Apple pays $25 million to settle suit over favoring foreign hires and making it so hard for U.S. workers to apply that few or none did for certain jobs, by Bloomberg

Apple cofounder Steve Wozniak was hospitalized after a ‘minor’ stroke that left him dizzy and unable to walk, by Bloomberg

BEFORE YOU GO

Torment Nexus apology. The science fiction and fantasy writer Charlie Stross has written a very entertaining rant in which he apologizes for his profession’s part in “the Silicon Valley oligarchy’s rise to power.” Riffing off that meme about the “Torment Nexus,” he provides a fascinating potted history of the literary-philosophical traditions that informed the SF that in turn influenced the likes of Elon Musk and Peter Thiel.
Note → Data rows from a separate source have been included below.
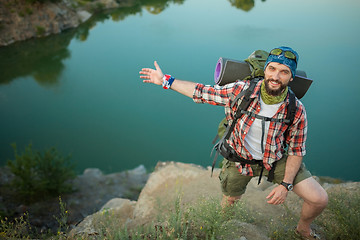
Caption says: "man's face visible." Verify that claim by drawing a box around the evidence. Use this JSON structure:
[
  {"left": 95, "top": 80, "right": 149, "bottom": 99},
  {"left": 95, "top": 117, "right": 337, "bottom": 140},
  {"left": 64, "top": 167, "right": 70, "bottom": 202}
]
[{"left": 264, "top": 62, "right": 293, "bottom": 96}]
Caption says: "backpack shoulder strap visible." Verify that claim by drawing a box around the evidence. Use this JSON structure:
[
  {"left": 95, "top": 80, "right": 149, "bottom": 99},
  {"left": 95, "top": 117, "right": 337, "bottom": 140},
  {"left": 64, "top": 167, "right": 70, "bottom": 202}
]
[{"left": 285, "top": 87, "right": 296, "bottom": 126}]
“American SF from the 1950s to the 1990s contains all the raw ingredients of what has been identified as the Californian ideology,” Stross writes. “It’s rooted in uncritical technological boosterism and the desire to get rich quick.” The current AI mania, he adds, is “bullshit. There are very rich people trying to manipulate investment markets into giving them even more money, using shadow puppets they dreamed up on the basis of half-remembered fictions they read in their teens.”

Whether or not you agree with it, the piece is a thought-provoking counterpoint to Marc Andreessen’s recent ode to accelerationism—a creed that Stross derides as “the right wing’s version of Trotskyism, the idea that we need to bring on a cultural crisis as fast as possible in order to tear down the old and build a new post-apocalyptic future.”